Public health in the US is grossly underfunded, as has been apparent since the beginning of the COVID-19 pandemic. Well, it has long been apparent to those who thought about those things. The emphasis in the US is on individual medical care, and this is what is discussed by those who have power and those who fund them, and of course the mass of journalists and pundits.This is a failure of those who should be providing accurate information, but it is also the fault of our people’s willingness to deny a problem until it is right in their face. Many Americans do not even take the preventive measures that are easily available to them (the COVID vaccine, for some reason, comes to mind) and many others are unable to avail themselves of screening and early treatment because of a lack of money or decent health insurance and so end up in extremis and grateful for whatever invasive, expensive, and often unlikely-to-be-successful medical care is available. But, as I have said before, it is less common for people to wake each morning and be thankful that they don’t have cholera because they have clean water.

It is not that the American people are stupid or have the wrong values.
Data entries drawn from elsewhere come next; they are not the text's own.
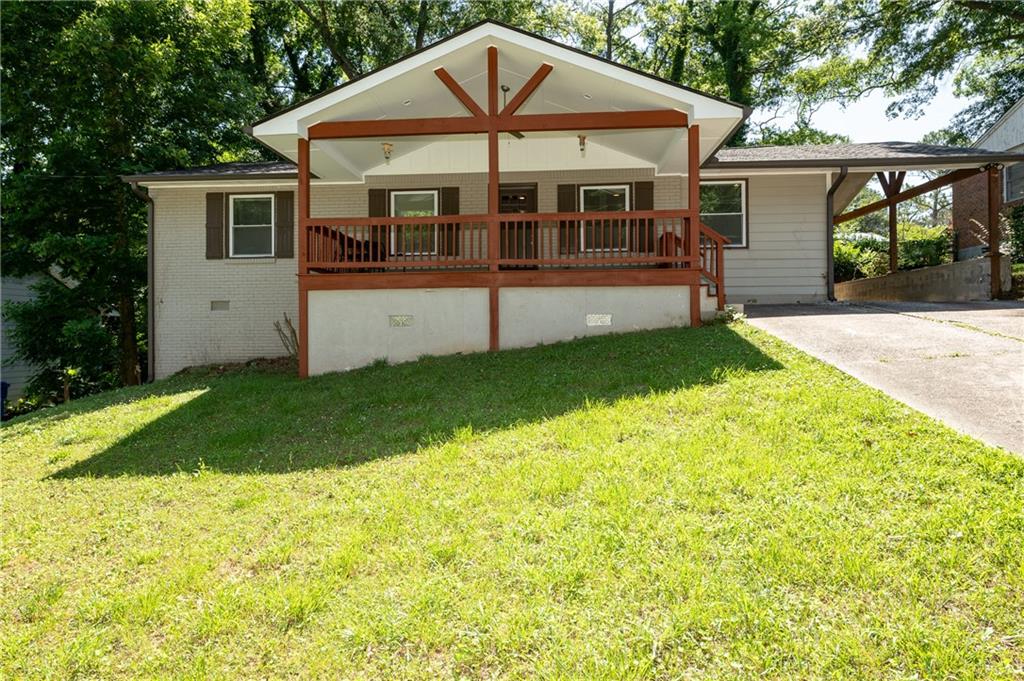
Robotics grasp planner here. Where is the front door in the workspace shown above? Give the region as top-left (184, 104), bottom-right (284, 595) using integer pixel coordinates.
top-left (498, 184), bottom-right (540, 259)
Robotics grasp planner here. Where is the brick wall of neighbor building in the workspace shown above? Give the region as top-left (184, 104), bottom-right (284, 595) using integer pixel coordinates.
top-left (953, 173), bottom-right (1002, 260)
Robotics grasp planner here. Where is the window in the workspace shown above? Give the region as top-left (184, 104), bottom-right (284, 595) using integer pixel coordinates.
top-left (580, 184), bottom-right (630, 251)
top-left (228, 194), bottom-right (273, 258)
top-left (391, 189), bottom-right (437, 255)
top-left (700, 180), bottom-right (746, 248)
top-left (1002, 163), bottom-right (1024, 203)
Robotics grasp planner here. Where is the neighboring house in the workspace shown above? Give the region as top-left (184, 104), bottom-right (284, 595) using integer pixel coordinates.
top-left (953, 98), bottom-right (1024, 260)
top-left (125, 22), bottom-right (1024, 377)
top-left (0, 276), bottom-right (35, 401)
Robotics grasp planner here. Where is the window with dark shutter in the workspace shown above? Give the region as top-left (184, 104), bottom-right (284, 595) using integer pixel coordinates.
top-left (274, 191), bottom-right (295, 258)
top-left (633, 181), bottom-right (656, 253)
top-left (439, 186), bottom-right (462, 255)
top-left (206, 191), bottom-right (225, 260)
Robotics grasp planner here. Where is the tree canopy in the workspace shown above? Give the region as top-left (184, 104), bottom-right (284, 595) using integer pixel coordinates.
top-left (0, 0), bottom-right (1024, 403)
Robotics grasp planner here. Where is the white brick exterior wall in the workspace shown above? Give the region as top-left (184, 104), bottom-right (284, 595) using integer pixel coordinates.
top-left (150, 169), bottom-right (825, 378)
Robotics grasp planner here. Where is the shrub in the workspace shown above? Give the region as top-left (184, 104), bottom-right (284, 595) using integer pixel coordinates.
top-left (833, 223), bottom-right (952, 282)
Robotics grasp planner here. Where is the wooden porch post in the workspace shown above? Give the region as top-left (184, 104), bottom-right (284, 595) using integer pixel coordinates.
top-left (876, 172), bottom-right (906, 274)
top-left (988, 165), bottom-right (1002, 300)
top-left (487, 45), bottom-right (501, 352)
top-left (298, 137), bottom-right (309, 378)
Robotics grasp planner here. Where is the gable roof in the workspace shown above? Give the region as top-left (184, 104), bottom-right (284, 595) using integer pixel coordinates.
top-left (705, 141), bottom-right (1024, 169)
top-left (124, 142), bottom-right (1024, 182)
top-left (248, 18), bottom-right (754, 132)
top-left (250, 20), bottom-right (750, 181)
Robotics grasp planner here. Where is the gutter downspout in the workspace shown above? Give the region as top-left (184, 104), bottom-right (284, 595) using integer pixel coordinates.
top-left (129, 182), bottom-right (157, 383)
top-left (825, 166), bottom-right (850, 302)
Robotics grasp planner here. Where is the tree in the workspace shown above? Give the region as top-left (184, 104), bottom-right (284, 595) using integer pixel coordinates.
top-left (639, 0), bottom-right (837, 144)
top-left (804, 0), bottom-right (1024, 137)
top-left (0, 0), bottom-right (258, 399)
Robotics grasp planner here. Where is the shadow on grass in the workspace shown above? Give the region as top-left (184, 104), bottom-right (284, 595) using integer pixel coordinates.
top-left (52, 326), bottom-right (781, 478)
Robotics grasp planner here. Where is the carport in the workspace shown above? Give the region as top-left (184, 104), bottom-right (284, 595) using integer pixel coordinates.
top-left (707, 141), bottom-right (1024, 300)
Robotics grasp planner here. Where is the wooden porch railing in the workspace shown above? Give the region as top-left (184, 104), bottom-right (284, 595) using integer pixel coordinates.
top-left (303, 210), bottom-right (708, 273)
top-left (698, 222), bottom-right (729, 309)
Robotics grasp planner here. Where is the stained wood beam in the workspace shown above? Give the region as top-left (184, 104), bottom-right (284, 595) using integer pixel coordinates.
top-left (833, 168), bottom-right (985, 224)
top-left (308, 116), bottom-right (488, 139)
top-left (987, 166), bottom-right (1002, 300)
top-left (434, 67), bottom-right (486, 118)
top-left (498, 109), bottom-right (688, 132)
top-left (501, 63), bottom-right (554, 116)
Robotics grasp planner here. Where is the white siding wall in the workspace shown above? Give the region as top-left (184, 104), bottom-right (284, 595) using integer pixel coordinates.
top-left (0, 276), bottom-right (35, 400)
top-left (151, 169), bottom-right (825, 378)
top-left (725, 173), bottom-right (827, 303)
top-left (977, 100), bottom-right (1024, 152)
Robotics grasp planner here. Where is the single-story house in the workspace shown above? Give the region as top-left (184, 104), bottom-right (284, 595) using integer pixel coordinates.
top-left (125, 20), bottom-right (1024, 377)
top-left (953, 97), bottom-right (1024, 260)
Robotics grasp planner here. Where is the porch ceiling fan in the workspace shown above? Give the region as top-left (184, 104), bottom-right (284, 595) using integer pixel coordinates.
top-left (502, 85), bottom-right (526, 139)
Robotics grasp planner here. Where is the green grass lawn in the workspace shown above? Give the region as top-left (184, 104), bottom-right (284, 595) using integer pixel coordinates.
top-left (0, 324), bottom-right (1024, 679)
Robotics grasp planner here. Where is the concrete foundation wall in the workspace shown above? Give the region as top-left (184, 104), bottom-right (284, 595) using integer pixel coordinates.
top-left (836, 257), bottom-right (1010, 302)
top-left (309, 289), bottom-right (490, 375)
top-left (725, 173), bottom-right (827, 304)
top-left (308, 286), bottom-right (704, 375)
top-left (150, 168), bottom-right (825, 378)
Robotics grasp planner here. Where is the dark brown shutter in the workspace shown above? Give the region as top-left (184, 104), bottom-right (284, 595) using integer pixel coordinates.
top-left (273, 191), bottom-right (295, 258)
top-left (439, 186), bottom-right (462, 255)
top-left (633, 181), bottom-right (655, 253)
top-left (367, 189), bottom-right (387, 217)
top-left (206, 191), bottom-right (225, 260)
top-left (558, 184), bottom-right (579, 255)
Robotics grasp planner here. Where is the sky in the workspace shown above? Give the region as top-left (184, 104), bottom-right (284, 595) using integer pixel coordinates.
top-left (753, 76), bottom-right (971, 142)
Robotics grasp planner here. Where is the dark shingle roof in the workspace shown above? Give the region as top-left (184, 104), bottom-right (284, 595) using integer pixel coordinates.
top-left (705, 142), bottom-right (1024, 168)
top-left (122, 161), bottom-right (298, 182)
top-left (122, 142), bottom-right (1024, 182)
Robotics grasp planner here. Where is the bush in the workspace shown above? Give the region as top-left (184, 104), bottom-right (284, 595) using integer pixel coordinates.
top-left (1007, 204), bottom-right (1024, 262)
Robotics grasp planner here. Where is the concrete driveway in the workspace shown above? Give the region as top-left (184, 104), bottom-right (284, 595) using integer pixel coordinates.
top-left (745, 301), bottom-right (1024, 455)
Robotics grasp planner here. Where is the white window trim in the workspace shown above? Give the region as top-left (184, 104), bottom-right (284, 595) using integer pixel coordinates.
top-left (388, 189), bottom-right (440, 255)
top-left (227, 194), bottom-right (278, 258)
top-left (1002, 164), bottom-right (1024, 204)
top-left (580, 184), bottom-right (633, 253)
top-left (700, 179), bottom-right (750, 248)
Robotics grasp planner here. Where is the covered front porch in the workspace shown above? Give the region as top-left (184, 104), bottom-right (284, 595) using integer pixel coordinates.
top-left (247, 22), bottom-right (744, 376)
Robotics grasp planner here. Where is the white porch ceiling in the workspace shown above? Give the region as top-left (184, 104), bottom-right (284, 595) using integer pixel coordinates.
top-left (253, 24), bottom-right (743, 181)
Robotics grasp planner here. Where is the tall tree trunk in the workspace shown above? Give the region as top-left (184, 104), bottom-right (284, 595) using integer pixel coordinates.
top-left (416, 0), bottom-right (430, 49)
top-left (604, 0), bottom-right (615, 60)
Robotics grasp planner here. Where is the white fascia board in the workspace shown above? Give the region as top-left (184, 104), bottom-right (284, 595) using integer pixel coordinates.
top-left (253, 24), bottom-right (743, 137)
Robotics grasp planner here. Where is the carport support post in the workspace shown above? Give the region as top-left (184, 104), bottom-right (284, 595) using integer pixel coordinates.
top-left (684, 125), bottom-right (710, 328)
top-left (988, 165), bottom-right (1002, 299)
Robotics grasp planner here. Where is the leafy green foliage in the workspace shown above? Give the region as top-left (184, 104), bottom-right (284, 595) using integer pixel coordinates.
top-left (800, 0), bottom-right (1024, 137)
top-left (0, 0), bottom-right (258, 395)
top-left (1007, 205), bottom-right (1024, 263)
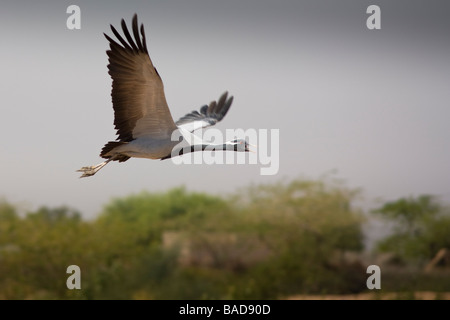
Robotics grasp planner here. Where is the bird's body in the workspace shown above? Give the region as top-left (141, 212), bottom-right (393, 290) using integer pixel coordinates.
top-left (78, 15), bottom-right (250, 177)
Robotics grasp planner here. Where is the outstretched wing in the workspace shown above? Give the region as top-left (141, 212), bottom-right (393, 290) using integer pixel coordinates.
top-left (175, 92), bottom-right (233, 132)
top-left (104, 14), bottom-right (177, 141)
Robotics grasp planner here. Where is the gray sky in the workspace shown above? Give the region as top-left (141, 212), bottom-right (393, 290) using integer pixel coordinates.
top-left (0, 0), bottom-right (450, 217)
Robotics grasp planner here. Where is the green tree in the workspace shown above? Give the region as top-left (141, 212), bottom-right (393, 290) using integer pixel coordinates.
top-left (374, 195), bottom-right (450, 264)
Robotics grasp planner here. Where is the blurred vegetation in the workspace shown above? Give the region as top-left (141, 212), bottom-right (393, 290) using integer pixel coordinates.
top-left (374, 195), bottom-right (450, 266)
top-left (0, 179), bottom-right (449, 299)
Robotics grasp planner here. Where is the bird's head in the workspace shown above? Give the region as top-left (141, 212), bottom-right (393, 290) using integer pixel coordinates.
top-left (226, 139), bottom-right (256, 152)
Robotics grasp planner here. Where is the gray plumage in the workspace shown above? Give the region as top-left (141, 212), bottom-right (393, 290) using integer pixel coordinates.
top-left (78, 14), bottom-right (249, 177)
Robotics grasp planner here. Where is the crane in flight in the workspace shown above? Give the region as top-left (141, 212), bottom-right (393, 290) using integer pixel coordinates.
top-left (77, 14), bottom-right (251, 178)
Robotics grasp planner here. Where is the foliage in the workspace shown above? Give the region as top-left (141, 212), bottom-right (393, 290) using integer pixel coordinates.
top-left (0, 180), bottom-right (366, 299)
top-left (374, 195), bottom-right (450, 264)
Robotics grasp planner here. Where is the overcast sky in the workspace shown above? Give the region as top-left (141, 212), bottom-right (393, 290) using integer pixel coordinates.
top-left (0, 0), bottom-right (450, 217)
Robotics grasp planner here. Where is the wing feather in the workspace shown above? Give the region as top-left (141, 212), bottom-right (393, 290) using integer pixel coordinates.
top-left (176, 92), bottom-right (233, 132)
top-left (105, 14), bottom-right (177, 141)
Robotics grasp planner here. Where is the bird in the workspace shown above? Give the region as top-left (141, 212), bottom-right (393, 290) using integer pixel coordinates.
top-left (77, 14), bottom-right (252, 178)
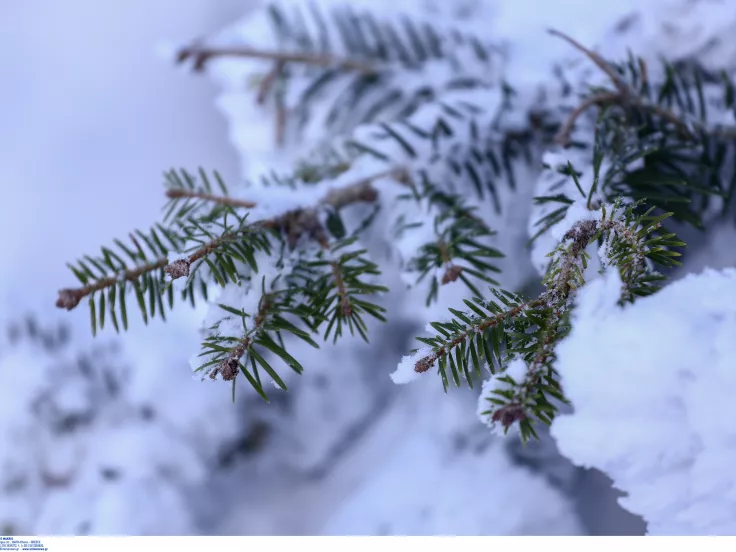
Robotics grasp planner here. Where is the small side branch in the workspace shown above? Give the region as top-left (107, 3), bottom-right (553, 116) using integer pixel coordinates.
top-left (166, 188), bottom-right (256, 209)
top-left (56, 257), bottom-right (169, 310)
top-left (177, 45), bottom-right (378, 74)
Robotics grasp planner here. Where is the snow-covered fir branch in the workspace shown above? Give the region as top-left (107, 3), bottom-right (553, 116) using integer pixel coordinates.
top-left (50, 2), bottom-right (736, 531)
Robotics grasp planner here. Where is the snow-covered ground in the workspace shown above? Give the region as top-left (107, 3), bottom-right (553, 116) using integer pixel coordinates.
top-left (0, 0), bottom-right (736, 534)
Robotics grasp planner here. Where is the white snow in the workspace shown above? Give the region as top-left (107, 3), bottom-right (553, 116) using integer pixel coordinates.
top-left (552, 268), bottom-right (736, 535)
top-left (5, 0), bottom-right (736, 534)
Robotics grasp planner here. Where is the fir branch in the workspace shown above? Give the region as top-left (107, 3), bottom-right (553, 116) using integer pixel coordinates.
top-left (166, 188), bottom-right (256, 209)
top-left (177, 44), bottom-right (379, 75)
top-left (56, 257), bottom-right (168, 311)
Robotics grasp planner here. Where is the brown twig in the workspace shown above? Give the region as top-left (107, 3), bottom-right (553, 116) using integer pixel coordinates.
top-left (414, 297), bottom-right (546, 373)
top-left (56, 168), bottom-right (408, 310)
top-left (177, 45), bottom-right (378, 74)
top-left (56, 257), bottom-right (169, 310)
top-left (549, 29), bottom-right (693, 146)
top-left (555, 92), bottom-right (620, 146)
top-left (547, 29), bottom-right (630, 95)
top-left (216, 294), bottom-right (270, 381)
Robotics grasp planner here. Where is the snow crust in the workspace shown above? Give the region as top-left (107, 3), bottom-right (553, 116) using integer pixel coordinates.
top-left (552, 268), bottom-right (736, 535)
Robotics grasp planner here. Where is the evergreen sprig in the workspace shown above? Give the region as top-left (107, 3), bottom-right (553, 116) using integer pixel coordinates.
top-left (50, 4), bottom-right (736, 440)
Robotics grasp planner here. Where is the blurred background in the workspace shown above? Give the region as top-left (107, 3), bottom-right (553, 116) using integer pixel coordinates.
top-left (0, 0), bottom-right (734, 534)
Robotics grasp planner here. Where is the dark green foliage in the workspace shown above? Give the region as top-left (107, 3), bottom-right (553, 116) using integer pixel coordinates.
top-left (57, 4), bottom-right (736, 440)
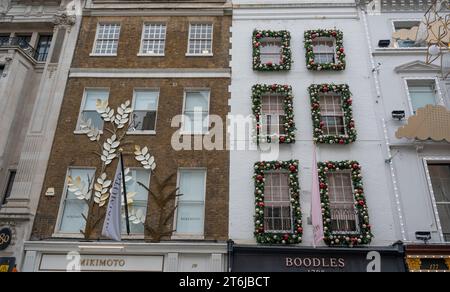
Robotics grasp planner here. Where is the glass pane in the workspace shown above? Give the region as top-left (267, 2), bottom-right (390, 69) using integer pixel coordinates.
top-left (185, 91), bottom-right (209, 112)
top-left (134, 90), bottom-right (159, 111)
top-left (327, 172), bottom-right (357, 232)
top-left (177, 201), bottom-right (204, 234)
top-left (409, 86), bottom-right (436, 112)
top-left (60, 169), bottom-right (95, 233)
top-left (179, 170), bottom-right (206, 202)
top-left (84, 89), bottom-right (109, 111)
top-left (60, 199), bottom-right (88, 233)
top-left (82, 111), bottom-right (103, 130)
top-left (260, 38), bottom-right (281, 64)
top-left (132, 111), bottom-right (156, 131)
top-left (66, 168), bottom-right (95, 200)
top-left (122, 169), bottom-right (150, 234)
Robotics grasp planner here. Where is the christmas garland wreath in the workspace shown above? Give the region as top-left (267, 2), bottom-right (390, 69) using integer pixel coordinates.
top-left (252, 84), bottom-right (296, 144)
top-left (318, 160), bottom-right (373, 247)
top-left (253, 160), bottom-right (303, 244)
top-left (305, 29), bottom-right (346, 71)
top-left (253, 30), bottom-right (292, 71)
top-left (308, 84), bottom-right (357, 144)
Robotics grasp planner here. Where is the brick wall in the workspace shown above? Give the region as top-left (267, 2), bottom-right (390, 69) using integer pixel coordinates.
top-left (72, 16), bottom-right (231, 68)
top-left (32, 16), bottom-right (231, 240)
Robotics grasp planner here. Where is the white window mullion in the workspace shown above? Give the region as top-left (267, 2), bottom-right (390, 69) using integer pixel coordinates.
top-left (93, 23), bottom-right (120, 56)
top-left (188, 23), bottom-right (213, 56)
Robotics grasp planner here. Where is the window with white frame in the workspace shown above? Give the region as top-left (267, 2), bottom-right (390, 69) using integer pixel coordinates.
top-left (122, 168), bottom-right (150, 234)
top-left (176, 169), bottom-right (206, 235)
top-left (327, 171), bottom-right (358, 233)
top-left (183, 90), bottom-right (210, 134)
top-left (131, 89), bottom-right (159, 132)
top-left (428, 163), bottom-right (450, 242)
top-left (264, 171), bottom-right (292, 233)
top-left (261, 93), bottom-right (286, 136)
top-left (312, 37), bottom-right (336, 64)
top-left (59, 168), bottom-right (95, 234)
top-left (141, 23), bottom-right (166, 56)
top-left (188, 23), bottom-right (213, 55)
top-left (393, 20), bottom-right (426, 48)
top-left (319, 93), bottom-right (345, 136)
top-left (77, 89), bottom-right (109, 131)
top-left (93, 23), bottom-right (120, 56)
top-left (406, 79), bottom-right (437, 113)
top-left (260, 37), bottom-right (282, 65)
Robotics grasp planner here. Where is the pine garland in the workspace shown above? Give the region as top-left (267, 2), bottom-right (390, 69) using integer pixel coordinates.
top-left (253, 160), bottom-right (303, 244)
top-left (304, 29), bottom-right (346, 71)
top-left (308, 84), bottom-right (357, 144)
top-left (252, 30), bottom-right (292, 71)
top-left (317, 160), bottom-right (373, 247)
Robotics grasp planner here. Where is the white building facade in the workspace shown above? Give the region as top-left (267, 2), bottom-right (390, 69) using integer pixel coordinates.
top-left (0, 0), bottom-right (83, 270)
top-left (229, 0), bottom-right (408, 271)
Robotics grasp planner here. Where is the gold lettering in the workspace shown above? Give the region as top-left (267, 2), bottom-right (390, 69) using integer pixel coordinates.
top-left (303, 258), bottom-right (311, 268)
top-left (313, 258), bottom-right (320, 267)
top-left (330, 258), bottom-right (337, 268)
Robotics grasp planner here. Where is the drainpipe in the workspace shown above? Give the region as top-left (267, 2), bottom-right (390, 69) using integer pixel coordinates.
top-left (358, 3), bottom-right (407, 241)
top-left (227, 239), bottom-right (234, 273)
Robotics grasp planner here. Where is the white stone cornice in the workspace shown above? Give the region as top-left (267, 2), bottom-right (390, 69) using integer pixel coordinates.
top-left (69, 68), bottom-right (231, 78)
top-left (25, 240), bottom-right (227, 254)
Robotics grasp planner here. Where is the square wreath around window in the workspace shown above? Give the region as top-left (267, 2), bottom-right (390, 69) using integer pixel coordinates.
top-left (252, 84), bottom-right (296, 144)
top-left (253, 160), bottom-right (303, 244)
top-left (317, 160), bottom-right (373, 246)
top-left (308, 84), bottom-right (357, 144)
top-left (252, 30), bottom-right (292, 71)
top-left (305, 29), bottom-right (346, 71)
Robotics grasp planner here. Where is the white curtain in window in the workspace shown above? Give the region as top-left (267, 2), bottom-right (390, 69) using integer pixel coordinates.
top-left (59, 169), bottom-right (95, 233)
top-left (409, 85), bottom-right (436, 112)
top-left (134, 90), bottom-right (158, 111)
top-left (84, 89), bottom-right (109, 111)
top-left (177, 170), bottom-right (206, 234)
top-left (122, 169), bottom-right (150, 235)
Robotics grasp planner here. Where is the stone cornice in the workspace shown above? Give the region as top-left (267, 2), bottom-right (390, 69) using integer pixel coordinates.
top-left (69, 68), bottom-right (231, 78)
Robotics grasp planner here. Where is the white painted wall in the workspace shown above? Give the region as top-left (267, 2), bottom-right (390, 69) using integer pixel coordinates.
top-left (367, 12), bottom-right (450, 242)
top-left (229, 1), bottom-right (399, 246)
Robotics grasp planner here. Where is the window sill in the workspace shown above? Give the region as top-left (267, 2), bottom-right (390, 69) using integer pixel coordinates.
top-left (170, 233), bottom-right (205, 240)
top-left (373, 47), bottom-right (427, 54)
top-left (180, 131), bottom-right (210, 136)
top-left (73, 130), bottom-right (103, 135)
top-left (89, 53), bottom-right (117, 57)
top-left (122, 234), bottom-right (145, 240)
top-left (127, 130), bottom-right (156, 136)
top-left (137, 53), bottom-right (166, 57)
top-left (186, 53), bottom-right (214, 57)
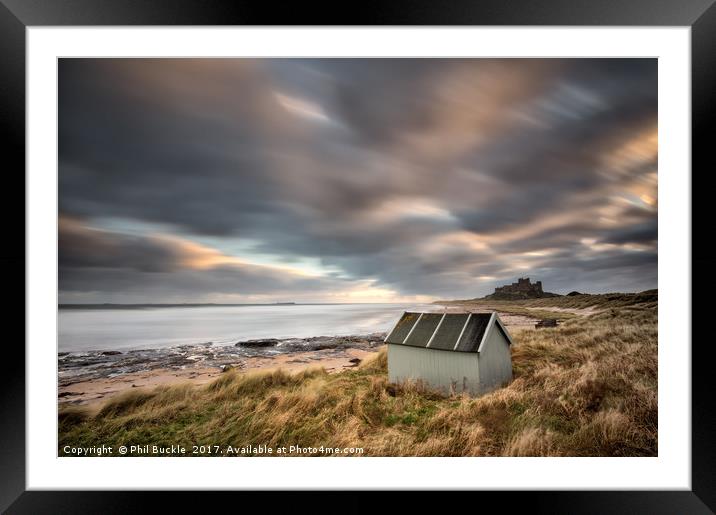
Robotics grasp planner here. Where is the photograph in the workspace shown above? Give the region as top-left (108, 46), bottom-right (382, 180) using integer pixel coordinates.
top-left (57, 57), bottom-right (668, 458)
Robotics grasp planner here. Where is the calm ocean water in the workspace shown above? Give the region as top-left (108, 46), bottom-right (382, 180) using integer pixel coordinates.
top-left (58, 304), bottom-right (435, 352)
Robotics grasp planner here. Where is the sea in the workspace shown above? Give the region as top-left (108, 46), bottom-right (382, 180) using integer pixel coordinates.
top-left (58, 304), bottom-right (435, 352)
top-left (57, 304), bottom-right (436, 385)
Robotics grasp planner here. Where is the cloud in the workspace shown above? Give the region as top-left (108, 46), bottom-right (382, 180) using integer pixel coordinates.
top-left (59, 59), bottom-right (658, 301)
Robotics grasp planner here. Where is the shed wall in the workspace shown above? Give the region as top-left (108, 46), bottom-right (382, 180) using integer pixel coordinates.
top-left (388, 344), bottom-right (482, 394)
top-left (479, 325), bottom-right (512, 393)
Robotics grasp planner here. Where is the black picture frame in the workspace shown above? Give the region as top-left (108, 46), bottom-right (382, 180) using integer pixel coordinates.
top-left (0, 0), bottom-right (716, 514)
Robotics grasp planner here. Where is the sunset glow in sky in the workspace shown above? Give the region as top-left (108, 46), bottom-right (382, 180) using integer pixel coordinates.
top-left (59, 59), bottom-right (658, 303)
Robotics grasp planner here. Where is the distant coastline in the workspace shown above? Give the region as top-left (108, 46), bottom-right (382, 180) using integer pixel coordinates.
top-left (57, 302), bottom-right (394, 309)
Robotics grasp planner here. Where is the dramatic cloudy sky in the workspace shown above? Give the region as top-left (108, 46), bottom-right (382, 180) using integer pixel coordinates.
top-left (59, 59), bottom-right (657, 302)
If a large majority support Roe v. Wade, and much larger majority believes everyone has the right to health care and that we should have a universal health insurance system. And a huge majority (about 88% including 77% of Republicans) believe that drug costs are too high, that the reason is that drug companies make too much money, and that Medicare should be able to use its clout as the nation’s biggest insurer to negotiate drug prices. Also, while we’re on it, that all children should have an excellent education, and that childcare and parental leave are truly important priorities.

But we don’t have that. We don’t have the “Finnish baby boxes”, and we don’t have universal health insurance, and we don’t have requirements that all health insurance cover everything needed, and we don’t have childcare or parental leave or excellent education for all our children or a decently supported and effective public health system or even the ability of Medicare to negotiate drug prices. Of course the poster child for opposing this latter while her constituents favor it is my senator from Arizona, Kyrsten Sinema, who has gotten a lot of money from the pharmaceutical industry. Do we think that is part of it??

The only solution is to vote them out. Make supporting public health and universal health care and affordable drugs more important to re-election than opposing abortion rights.